According to Bette Zirkelbach, the hospital’s manager, every single one of the turtles has been diagnosed with “cold-stunning,” a hypothermic reaction that occurs when sea turtles are exposed to cold water for a lengthy period of time. This may cause them to rise to the surface, where they will be subjected to much colder temperatures and drown.
It has been shown that a water temperature threshold of 8–10 degrees Celsius is connected with mass turtle stunning episodes. Following the occurrence of cold-stunning, there is just a very brief window of time during which sea turtles may be successfully saved.
“These sea turtles are being treated at the Turtle Hospital in the Florida Keys in order to warm up, much in the same way that vacationers go to the Keys in order to warm up. It is critical that we support these baby turtles in their survival since the Kemps ridley is the most critically endangered marine turtle in the world,” added Zirkelbach.
Arrangements for transportation to Marathon International Airport in Florida were made possible through an alliance with Turtles Fly Too, a non-profit organization that recruits general aviation pilots who donate their aircraft and fuel, as well as their own time, to provide emergency transportation for rescued sea turtles in distress.

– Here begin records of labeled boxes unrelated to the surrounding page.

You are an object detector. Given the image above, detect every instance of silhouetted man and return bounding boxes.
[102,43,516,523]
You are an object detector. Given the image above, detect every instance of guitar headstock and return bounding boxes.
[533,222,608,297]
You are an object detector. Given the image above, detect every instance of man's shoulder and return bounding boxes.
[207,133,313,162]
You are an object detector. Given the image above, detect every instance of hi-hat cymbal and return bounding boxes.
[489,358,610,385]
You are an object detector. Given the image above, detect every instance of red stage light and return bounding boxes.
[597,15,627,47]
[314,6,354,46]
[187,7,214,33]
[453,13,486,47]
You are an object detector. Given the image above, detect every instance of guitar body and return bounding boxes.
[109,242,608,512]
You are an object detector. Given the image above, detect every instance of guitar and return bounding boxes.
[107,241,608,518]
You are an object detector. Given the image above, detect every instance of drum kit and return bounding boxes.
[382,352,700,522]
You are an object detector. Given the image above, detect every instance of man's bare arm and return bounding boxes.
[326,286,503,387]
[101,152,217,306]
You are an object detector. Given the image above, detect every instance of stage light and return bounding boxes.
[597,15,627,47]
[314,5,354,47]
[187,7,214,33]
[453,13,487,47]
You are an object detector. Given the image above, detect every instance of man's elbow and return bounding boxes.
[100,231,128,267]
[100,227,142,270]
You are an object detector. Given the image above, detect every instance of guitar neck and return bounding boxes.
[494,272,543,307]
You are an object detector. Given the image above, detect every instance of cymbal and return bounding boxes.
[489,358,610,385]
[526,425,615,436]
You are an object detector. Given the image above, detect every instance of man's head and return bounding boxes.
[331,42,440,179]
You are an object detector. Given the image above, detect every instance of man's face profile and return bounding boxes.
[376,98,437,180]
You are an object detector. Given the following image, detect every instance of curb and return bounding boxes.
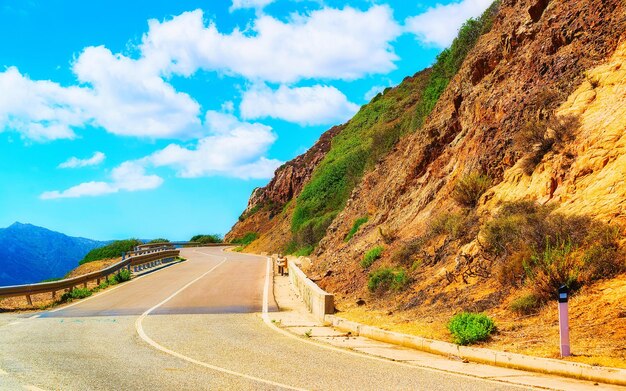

In order to evaluate their in-water respiration and swim strength, staff workers issued each turtle a unique number when they arrived at the hospital. They also photographed them and documented their weight and swimming ability in a small pool, where they were later weighed and measured again.
Once healed from their injuries, according to Zirkelbach, the turtles will most likely be released off the central Florida east coast, around Cape Canaveral.
In the meantime, a diet of varied seafood and rehabilitation in water tanks heated to around 75 degrees Fahrenheit are planned for the turtles at the Turtle Hospital during the next two months. Broad-spectrum antibiotics, fluids, and vitamins will be administered throughout their treatment (24 degrees Celsius).